Kao Kalia Yang
Kao Kalia Yang is a Hmong-American writer. Born in the refugee camps of Thailand to a family that escaped the genocide of the Secret War in Laos, she came to America at the age six. Yang holds degrees from Carleton College and Columbia University. She is the author of The Latehomecomer: A Hmong Family Memoir winner of the 2009 Minnesota Book Awards in Creative Nonfiction/Memoir and Readers’ Choice, a finalist for the PEN USA Award in Creative Nonfiction and the Asian Literary Award in Nonfiction. The book is a National Endowment for the Arts Big Read title and on the roster of the American Place Theatre’s Literature to Life Program. Her second book, The Song Poet won the 2016 Minnesota Book Award in Creative Nonfiction Memoir, was a finalist for the National Book Critics Circle Award, the Chautauqua Prize, a PEN USA Award in Nonfiction and the Dayton’s Literary Peace Prize. The book is the first Hmong story adapted into an opera by the Minnesota Opera and will premiere in the spring of 2021. Yang debuted her first children’s book, A Map Into the World (Carolrhoda Books) and a co-edited collection titled What God is Honored Here?: Writings on Miscarriage and Infant Loss By and For Indigenous Women and Women of Color (University of MN Press) in the fall of 2019. In the spring of 2020, her second children’s book The Shared Room (University of MN Press) and third work of creative nonfiction, a collective memoire about refugee lives, Somewhere in the Unknown World (Metropolitan Books), will be published. In October 2020, she will release The Most Beautiful Thing (Carolrhoda Books). Kao Kalia Yang is also a teacher and a public speaker.

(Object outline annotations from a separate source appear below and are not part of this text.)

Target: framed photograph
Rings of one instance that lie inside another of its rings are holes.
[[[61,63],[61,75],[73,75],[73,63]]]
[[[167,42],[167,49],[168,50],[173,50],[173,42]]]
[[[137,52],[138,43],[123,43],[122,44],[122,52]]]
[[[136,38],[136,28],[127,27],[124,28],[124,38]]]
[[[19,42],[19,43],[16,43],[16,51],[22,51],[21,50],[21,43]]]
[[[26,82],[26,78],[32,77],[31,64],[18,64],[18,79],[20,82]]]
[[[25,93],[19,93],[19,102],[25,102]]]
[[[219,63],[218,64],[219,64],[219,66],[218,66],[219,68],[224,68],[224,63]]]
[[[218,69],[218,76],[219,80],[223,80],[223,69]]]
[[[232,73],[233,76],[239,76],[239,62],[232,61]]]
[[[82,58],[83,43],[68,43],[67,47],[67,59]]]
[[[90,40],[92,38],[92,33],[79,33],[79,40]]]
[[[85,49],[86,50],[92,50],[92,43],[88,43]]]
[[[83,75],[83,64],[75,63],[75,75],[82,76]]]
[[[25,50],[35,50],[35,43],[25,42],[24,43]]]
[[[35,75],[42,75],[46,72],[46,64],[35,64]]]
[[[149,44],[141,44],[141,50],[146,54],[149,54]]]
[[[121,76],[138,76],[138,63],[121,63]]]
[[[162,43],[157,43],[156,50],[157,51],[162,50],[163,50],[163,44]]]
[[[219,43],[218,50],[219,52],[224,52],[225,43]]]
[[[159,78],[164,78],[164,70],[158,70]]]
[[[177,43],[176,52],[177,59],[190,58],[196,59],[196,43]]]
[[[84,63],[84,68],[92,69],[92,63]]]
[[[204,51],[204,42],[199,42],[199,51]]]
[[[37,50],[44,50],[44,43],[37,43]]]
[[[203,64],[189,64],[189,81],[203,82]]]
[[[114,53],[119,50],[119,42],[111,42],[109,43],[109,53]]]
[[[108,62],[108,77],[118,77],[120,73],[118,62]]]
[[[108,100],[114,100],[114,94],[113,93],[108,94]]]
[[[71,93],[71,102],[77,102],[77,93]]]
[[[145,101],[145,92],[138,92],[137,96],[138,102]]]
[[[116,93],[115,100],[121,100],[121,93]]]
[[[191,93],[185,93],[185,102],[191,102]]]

What was your favorite book when you were a child?
The Little Prince
What’s your favorite line from a book?
“All grown-ups were once children . . . but only few of them remember it.”—Antoine de Saint-Exupéry, The Little Prince
Who are your top three favorite authors or illustrators?
Louise Erdrich, Maxine Hong Kingston, and Toni Morrison
Why did you want to become an author or illustrator?
I came from a people that had never had the opportunity to write their stories down.
Do you have any advice for future authors or illustrators?
Yes! A writer becomes because she keeps on writing, period.